Generation 2000+
Montag, 07. Juni 2010Die Mutter: “Wo ist eigentlich deine Taucherbrille?”
Der Herr: “Die ist kaputt.”
Die Mutter: “Ach…”
Der Herr: “Ja, die Gangschaltung geht nicht mehr.”
Die Mutter: “Wo ist eigentlich deine Taucherbrille?”
Der Herr: “Die ist kaputt.”
Die Mutter: “Ach…”
Der Herr: “Ja, die Gangschaltung geht nicht mehr.”
“Wenn es keine Bäume mehr gibt, gibt es keine Luft mehr.” erklärt mir der junge Herr.
“Das stimmt.” sagt die holde Mama.
Der Herr: “Und dann können die Menschen nicht mehr atmen und sterben.”
“Ja.” (*schluck*) sagt die werte Frau Mutter.
“Aber wenn der Baum rausgerissen ist, kann man toll Regenwürmer finden!” strahlt der junge Herr.
Der Herr guckt jetzt nicht nur “links” und “rechts”, wenn er an eine Straße kommt, sondern auch “am Abgrund” (zwischen den Beinen nach hinten geschaut).
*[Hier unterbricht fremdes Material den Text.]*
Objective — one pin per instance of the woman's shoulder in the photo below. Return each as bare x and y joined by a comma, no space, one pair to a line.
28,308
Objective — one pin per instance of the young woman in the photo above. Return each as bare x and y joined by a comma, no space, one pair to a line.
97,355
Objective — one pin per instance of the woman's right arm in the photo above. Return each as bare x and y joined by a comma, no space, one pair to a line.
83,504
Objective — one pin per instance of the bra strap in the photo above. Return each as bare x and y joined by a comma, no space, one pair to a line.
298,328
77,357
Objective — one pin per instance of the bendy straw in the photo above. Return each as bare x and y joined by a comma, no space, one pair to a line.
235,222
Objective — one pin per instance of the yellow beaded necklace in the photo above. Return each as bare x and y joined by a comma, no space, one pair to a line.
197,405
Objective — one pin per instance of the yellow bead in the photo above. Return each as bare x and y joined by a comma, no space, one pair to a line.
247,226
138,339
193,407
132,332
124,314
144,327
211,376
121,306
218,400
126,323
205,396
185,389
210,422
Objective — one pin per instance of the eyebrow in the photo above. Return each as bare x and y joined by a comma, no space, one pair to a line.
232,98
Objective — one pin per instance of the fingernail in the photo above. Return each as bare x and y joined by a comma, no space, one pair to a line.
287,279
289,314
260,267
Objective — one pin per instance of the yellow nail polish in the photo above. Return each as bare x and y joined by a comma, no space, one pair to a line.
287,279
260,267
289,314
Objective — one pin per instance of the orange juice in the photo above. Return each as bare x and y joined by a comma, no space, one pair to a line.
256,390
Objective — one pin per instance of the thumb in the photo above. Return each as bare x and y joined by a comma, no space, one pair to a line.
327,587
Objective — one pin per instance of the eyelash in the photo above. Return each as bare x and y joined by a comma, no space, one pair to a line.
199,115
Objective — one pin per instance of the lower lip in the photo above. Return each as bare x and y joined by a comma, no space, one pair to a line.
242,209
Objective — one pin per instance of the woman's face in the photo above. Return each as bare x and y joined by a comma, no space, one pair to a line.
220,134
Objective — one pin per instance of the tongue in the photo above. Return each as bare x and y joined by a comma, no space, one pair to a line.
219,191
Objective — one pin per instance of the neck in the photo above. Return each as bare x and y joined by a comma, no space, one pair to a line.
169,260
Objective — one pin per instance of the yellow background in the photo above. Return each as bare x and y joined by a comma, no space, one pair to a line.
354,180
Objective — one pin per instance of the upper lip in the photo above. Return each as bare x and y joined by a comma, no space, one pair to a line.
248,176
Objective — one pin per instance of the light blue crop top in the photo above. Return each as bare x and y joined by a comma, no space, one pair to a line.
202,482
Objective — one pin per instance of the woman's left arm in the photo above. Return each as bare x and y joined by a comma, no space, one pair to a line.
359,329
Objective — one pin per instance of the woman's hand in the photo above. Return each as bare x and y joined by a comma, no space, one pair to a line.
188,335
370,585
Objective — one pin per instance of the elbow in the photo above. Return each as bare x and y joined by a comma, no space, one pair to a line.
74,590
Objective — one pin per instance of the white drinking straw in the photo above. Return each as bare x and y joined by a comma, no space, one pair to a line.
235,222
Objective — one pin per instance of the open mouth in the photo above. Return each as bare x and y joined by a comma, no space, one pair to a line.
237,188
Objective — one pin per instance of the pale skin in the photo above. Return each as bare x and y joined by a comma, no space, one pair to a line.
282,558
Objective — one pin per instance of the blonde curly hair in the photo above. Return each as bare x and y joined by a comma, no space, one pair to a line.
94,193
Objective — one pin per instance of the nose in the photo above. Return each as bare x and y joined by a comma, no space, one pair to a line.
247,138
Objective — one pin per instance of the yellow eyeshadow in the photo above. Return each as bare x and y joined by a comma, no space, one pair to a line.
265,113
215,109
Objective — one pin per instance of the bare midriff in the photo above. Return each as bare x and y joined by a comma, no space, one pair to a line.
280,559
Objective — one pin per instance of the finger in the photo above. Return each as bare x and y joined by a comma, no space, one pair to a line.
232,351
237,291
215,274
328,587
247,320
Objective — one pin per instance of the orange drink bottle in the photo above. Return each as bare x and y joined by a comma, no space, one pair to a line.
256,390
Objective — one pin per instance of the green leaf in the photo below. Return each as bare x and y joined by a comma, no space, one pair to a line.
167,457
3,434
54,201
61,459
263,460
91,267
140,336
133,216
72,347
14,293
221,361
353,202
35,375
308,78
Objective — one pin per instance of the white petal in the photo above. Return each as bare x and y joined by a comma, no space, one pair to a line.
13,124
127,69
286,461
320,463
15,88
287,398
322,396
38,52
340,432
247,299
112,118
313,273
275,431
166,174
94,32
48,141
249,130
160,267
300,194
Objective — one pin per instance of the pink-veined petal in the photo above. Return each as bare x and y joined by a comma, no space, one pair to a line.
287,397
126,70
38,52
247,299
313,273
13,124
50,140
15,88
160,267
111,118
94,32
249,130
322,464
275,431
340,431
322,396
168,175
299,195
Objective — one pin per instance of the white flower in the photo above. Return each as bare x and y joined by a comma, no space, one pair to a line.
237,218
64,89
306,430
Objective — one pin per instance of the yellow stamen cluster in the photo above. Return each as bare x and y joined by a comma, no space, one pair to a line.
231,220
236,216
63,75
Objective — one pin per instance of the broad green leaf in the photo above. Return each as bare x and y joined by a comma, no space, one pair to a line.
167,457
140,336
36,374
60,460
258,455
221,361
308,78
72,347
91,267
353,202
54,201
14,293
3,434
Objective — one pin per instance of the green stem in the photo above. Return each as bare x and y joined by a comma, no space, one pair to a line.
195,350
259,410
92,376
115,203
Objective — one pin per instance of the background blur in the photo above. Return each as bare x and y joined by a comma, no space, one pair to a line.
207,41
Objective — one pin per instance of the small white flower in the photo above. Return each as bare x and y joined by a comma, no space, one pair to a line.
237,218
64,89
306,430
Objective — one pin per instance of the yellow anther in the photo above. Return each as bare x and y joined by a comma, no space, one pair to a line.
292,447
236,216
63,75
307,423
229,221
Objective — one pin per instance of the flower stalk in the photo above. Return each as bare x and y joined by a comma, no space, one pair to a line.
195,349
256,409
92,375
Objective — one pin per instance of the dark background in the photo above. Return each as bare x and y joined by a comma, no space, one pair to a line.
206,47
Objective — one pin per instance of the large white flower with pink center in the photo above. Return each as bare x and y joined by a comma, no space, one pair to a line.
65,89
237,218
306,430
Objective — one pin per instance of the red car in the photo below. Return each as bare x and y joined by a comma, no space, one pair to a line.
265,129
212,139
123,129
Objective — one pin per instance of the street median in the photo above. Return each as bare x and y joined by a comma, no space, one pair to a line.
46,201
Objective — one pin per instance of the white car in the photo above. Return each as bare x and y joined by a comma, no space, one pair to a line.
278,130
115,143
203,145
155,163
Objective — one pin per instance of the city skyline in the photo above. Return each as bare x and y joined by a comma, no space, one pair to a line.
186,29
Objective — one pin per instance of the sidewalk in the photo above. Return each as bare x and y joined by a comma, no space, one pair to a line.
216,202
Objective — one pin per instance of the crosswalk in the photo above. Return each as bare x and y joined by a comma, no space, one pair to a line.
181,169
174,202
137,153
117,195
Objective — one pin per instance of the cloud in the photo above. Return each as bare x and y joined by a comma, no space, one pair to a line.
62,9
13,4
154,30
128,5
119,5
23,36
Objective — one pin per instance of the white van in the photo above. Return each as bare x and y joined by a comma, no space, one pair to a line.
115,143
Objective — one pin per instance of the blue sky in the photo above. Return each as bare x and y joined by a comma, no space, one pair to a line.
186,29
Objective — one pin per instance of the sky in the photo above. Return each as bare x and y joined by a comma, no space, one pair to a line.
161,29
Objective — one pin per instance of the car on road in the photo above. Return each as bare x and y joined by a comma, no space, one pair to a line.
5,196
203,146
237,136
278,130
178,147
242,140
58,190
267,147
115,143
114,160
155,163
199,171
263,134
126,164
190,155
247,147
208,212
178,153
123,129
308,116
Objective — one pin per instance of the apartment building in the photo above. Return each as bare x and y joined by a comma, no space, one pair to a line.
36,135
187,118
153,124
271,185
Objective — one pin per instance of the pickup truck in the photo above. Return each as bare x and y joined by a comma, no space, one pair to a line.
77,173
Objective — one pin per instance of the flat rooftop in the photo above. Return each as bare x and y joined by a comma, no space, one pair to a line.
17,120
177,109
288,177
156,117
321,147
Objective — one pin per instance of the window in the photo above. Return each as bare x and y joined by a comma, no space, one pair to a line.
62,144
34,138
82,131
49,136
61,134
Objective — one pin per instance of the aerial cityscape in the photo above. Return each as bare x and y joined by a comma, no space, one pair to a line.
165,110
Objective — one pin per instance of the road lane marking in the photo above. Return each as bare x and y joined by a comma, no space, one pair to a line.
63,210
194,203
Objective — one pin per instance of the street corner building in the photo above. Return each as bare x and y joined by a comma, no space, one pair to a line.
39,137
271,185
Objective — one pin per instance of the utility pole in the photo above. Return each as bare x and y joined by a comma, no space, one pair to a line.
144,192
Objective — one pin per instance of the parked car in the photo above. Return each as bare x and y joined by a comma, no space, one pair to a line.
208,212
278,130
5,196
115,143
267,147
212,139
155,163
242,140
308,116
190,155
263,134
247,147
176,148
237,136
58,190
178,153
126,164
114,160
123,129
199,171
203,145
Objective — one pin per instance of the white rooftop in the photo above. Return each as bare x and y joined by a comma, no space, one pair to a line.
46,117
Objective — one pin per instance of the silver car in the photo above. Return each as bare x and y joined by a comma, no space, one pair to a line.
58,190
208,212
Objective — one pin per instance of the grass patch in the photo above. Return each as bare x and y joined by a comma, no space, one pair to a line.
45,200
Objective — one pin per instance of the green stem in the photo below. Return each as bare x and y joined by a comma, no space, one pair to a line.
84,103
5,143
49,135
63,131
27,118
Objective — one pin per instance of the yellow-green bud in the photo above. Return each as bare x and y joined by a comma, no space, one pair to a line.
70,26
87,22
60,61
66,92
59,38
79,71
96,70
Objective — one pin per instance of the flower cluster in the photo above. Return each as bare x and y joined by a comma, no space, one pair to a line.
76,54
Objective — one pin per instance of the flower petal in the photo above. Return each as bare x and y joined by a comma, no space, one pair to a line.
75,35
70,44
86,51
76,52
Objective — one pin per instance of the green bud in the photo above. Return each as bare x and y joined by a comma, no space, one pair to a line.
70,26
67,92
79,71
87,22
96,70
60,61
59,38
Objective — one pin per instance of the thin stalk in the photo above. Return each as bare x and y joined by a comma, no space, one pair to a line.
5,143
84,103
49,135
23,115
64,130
Eindeutig zuviel “Findet Nemo” geguckt.
Versuch einer Interpretation des im Kindergarten bemalten Ostereis von Seiten des werten Herrn Papa: “Oh, schön, das ist ein Häschen und ein Küken auf einer Wiese, stimmt’s?” Der Herr: “Nein! Das sind Punkte und Striche! Hast du deine Brille nicht auf??”
Dialog mit einem Fünfjährigen:
“Wenn man stirbt geht die Seele in den Himmel. Wenn man tot ist hat man dann auch noch Geburtstag?”
“Nein.”
“Ist ja auch blöd – dann kann man ja auch nicht mehr feiern.”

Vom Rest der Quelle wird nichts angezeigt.